U.S.-based juror Claudia Juech, Associate Vice President at The Rockefeller Foundation where she is charged with identifying new intervention opportunities across all four of the Foundation’s thematic priority areas , shared some insights as to what makes an award-winning entry.
Q: How did you become involved with the award?
Claudia: I learned about the award through one of my program managers here at the Rockefeller Foundation, and felt that there are some strong synergies between the work being undertaken by both the Rockefeller Foundation and Siemens Stiftung.
Q: What criteria do you feel is most important in selecting an award winner?
Claudia: All the criteria for the award are critical. However, I take a close look at whether the project being submitted has what it takes to be viable in the long run – that is, the organization and the technology won’t suddenly become obsolete. The entrant’s business model is one important piece of information to get a sense of the viability of the project.
Q: Along those lines, what does the ideal award winner look like?

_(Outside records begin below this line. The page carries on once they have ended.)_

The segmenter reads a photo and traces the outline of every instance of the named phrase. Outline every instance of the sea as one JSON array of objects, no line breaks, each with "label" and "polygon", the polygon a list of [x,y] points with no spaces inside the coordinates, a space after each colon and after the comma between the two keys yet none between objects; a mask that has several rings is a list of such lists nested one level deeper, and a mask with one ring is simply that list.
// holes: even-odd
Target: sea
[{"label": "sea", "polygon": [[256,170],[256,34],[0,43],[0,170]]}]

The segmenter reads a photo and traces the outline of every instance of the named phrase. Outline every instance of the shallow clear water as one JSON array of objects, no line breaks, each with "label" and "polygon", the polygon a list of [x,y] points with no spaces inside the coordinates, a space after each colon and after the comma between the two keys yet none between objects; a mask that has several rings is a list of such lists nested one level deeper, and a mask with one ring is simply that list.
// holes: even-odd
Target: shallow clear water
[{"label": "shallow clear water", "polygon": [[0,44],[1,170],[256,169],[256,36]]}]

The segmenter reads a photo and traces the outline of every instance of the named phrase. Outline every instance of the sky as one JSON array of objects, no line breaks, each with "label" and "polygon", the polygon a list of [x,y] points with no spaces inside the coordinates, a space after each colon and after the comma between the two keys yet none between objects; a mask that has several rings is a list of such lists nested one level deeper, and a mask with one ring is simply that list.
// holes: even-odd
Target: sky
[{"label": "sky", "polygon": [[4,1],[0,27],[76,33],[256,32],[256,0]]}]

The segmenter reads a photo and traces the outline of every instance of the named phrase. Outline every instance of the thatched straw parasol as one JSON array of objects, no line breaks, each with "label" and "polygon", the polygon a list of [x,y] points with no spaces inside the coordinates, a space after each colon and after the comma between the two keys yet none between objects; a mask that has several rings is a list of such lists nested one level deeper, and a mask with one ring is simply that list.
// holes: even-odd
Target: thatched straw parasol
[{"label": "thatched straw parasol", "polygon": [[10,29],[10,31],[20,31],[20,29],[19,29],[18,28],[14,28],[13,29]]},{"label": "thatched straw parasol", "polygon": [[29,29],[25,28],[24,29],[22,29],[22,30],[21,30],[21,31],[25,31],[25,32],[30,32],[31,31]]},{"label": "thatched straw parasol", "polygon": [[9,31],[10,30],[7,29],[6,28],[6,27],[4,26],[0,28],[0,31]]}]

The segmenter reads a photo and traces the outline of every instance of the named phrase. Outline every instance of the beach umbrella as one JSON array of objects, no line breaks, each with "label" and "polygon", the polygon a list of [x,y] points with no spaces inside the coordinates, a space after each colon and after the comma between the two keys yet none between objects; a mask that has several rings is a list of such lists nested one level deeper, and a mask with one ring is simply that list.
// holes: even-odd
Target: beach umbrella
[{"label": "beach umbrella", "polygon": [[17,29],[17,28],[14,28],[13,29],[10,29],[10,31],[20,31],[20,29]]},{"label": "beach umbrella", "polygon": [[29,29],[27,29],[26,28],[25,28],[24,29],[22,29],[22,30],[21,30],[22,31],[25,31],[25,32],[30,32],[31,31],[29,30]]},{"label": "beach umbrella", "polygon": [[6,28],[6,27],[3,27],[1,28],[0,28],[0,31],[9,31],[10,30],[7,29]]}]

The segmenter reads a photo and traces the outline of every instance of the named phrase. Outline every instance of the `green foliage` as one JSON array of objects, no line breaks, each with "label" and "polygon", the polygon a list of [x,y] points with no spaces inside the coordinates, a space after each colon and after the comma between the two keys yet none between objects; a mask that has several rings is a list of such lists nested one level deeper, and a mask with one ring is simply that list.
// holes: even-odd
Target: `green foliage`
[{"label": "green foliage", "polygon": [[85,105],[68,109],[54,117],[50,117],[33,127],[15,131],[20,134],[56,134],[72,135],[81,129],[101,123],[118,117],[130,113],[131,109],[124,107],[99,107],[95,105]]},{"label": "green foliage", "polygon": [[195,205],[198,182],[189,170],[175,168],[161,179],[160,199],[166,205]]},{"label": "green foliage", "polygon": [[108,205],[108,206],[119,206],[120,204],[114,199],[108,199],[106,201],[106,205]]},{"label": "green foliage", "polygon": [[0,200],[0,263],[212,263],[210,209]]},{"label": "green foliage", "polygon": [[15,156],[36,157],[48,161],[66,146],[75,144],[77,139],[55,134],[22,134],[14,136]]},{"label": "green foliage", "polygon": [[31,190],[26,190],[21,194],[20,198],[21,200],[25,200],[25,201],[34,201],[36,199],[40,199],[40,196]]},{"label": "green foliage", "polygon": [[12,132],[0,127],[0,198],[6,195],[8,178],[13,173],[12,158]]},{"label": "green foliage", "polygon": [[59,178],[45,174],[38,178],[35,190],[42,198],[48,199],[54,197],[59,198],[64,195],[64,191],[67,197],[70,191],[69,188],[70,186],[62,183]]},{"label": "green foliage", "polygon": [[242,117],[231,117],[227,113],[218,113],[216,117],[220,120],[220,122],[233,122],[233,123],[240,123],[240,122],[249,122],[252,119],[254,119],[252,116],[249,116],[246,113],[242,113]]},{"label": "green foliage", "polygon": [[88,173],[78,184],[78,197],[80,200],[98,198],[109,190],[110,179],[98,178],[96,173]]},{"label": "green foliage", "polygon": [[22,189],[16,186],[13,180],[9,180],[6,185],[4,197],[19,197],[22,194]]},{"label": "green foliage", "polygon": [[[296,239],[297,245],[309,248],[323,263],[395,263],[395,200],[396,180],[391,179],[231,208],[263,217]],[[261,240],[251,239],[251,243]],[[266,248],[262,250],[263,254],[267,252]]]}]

Claudia: Ideally, the winner is someone whose project could employ others – it should not be a solo effort. I also like to find someone who comes from that community – someone who can prove they really understand the problem that their solution is addressing.
Q: What do you feel are major trends impacting innovation in the developing world?
Claudia: Mobile phones have been major game changers in terms of what’s possible today. Much easier access to information and being able to connect with other innovators have increased the capacity of people to take new approaches regardless of who they are or where they are. Increased access to capital through microfinance services is helping to forward innovative technologies. In cities such as Nairobi a true start-up culture has emerged – with co-working spaces and incubators, which is now spreading across the African continent.
Q. What are you seeing as the greatest need or concern?
Claudia: That is difficult to say. Typically, cities as centers of economic growth and innovation have greater access to water, sanitation, health, and education although not all of their inhabitants benefit from that, whereas rural areas do not easily reap the benefit of innovation. The greatest concern is how people can make a living that supports them and their families reliably. In terms of innovations that need to be economically viable we can’t forget about the poorest of the poor who have no disposable income and can’t pay for basic services such as water or electricity.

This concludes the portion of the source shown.